Commitment to Change
For Michelle and Joe Williams, the reconciliation begins when mates learn to take their focus off their spouse to meet all their needs. “The only way to do that is to completely get their focus on God. If two people are committed to Christ and committed to working on their marriage, their marriage can be saved. But even when only one spouse is willing to change, half the time the marriage can still be saved.”

When Grace’s husband left, God opened her eyes to her own shortcomings through Scripture and Christian books. “The wonderful part of it was,” she says, “as I began to make changes in my attitude and reactions to him, his reactions began to change toward me as well. Our communication had been so poor, but little by little we began to break those habits.”

It took more than two years for Grace and her husband to reconcile, but today their marriage is stronger than ever.

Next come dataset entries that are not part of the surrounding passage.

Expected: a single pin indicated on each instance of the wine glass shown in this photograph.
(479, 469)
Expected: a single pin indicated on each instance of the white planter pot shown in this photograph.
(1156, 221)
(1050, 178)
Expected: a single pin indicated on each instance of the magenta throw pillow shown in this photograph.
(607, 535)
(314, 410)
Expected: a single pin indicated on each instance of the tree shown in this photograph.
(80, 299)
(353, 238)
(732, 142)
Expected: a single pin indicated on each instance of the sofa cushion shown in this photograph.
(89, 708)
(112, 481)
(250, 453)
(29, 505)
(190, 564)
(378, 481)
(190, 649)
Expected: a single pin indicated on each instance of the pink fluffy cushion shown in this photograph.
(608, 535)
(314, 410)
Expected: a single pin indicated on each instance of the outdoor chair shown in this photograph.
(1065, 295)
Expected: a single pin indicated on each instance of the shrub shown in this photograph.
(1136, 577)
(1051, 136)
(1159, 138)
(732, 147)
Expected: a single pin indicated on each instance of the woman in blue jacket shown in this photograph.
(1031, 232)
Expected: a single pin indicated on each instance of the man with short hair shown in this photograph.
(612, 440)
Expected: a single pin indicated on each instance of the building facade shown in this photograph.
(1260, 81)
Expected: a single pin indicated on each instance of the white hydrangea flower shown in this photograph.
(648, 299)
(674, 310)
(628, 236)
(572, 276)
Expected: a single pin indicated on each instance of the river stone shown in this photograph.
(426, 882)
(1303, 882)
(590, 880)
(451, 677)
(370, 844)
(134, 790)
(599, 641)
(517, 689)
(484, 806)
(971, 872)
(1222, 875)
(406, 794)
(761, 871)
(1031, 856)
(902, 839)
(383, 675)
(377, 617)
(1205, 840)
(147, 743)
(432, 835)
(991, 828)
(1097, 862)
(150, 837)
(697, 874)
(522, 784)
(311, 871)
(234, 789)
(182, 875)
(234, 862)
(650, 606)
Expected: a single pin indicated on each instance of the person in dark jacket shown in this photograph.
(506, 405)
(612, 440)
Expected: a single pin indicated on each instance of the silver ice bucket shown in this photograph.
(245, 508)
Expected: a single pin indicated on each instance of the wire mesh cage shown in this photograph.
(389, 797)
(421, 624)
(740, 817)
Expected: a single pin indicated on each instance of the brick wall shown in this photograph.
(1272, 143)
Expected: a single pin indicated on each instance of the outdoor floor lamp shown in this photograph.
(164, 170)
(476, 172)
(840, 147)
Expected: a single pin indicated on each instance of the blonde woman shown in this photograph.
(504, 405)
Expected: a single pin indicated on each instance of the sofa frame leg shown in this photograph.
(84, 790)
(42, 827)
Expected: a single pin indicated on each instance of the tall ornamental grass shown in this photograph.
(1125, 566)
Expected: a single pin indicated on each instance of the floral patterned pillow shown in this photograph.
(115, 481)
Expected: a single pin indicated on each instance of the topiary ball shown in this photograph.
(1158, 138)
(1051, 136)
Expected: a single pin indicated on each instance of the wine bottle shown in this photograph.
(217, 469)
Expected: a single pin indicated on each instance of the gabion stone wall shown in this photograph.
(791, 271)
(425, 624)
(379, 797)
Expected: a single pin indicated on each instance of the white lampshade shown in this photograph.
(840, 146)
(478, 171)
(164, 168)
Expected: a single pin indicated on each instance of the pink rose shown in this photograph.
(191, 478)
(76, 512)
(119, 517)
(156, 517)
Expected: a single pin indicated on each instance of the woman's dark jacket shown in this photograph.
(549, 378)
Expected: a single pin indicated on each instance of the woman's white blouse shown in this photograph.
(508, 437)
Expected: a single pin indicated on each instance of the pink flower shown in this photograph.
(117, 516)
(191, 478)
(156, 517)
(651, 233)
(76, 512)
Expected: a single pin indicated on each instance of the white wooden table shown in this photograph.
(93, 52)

Starting over by creating a new marriage with the same spouse takes work and concentrated effort. But couples don’t have to find the path to wholeness by themselves. In fact, counselors and marriage mentors agree that couples desperately need support from others. Friends, counselors, and ministers can be a life raft. Couple mentoring programs and good Christian books can bring healing.

But most importantly, Christian couples need to take advantage of resources they often forget they have—God’s love that holds them up in the midst of pain, the power of prayer, and the indomitable strength that comes from God alone. Does God want us to know his joy? Yes. However, God’s desire is not that our lives be easy, but that we become strong in him.

“Marriage is a picture of Christ and the church,” Bain says. “The metaphor of husband and wife and weddings appears throughout the New Testament. Marriage certainly is not to be dead; it’s to be vibrant and alive and a picture of God working glorious and wonderful things. It cannot be done without God’s help. The Bible from Genesis to Revelation is a story of God saying, ‘Let’s restore our relationship.’ We should reconcile because it’s God’s heart.”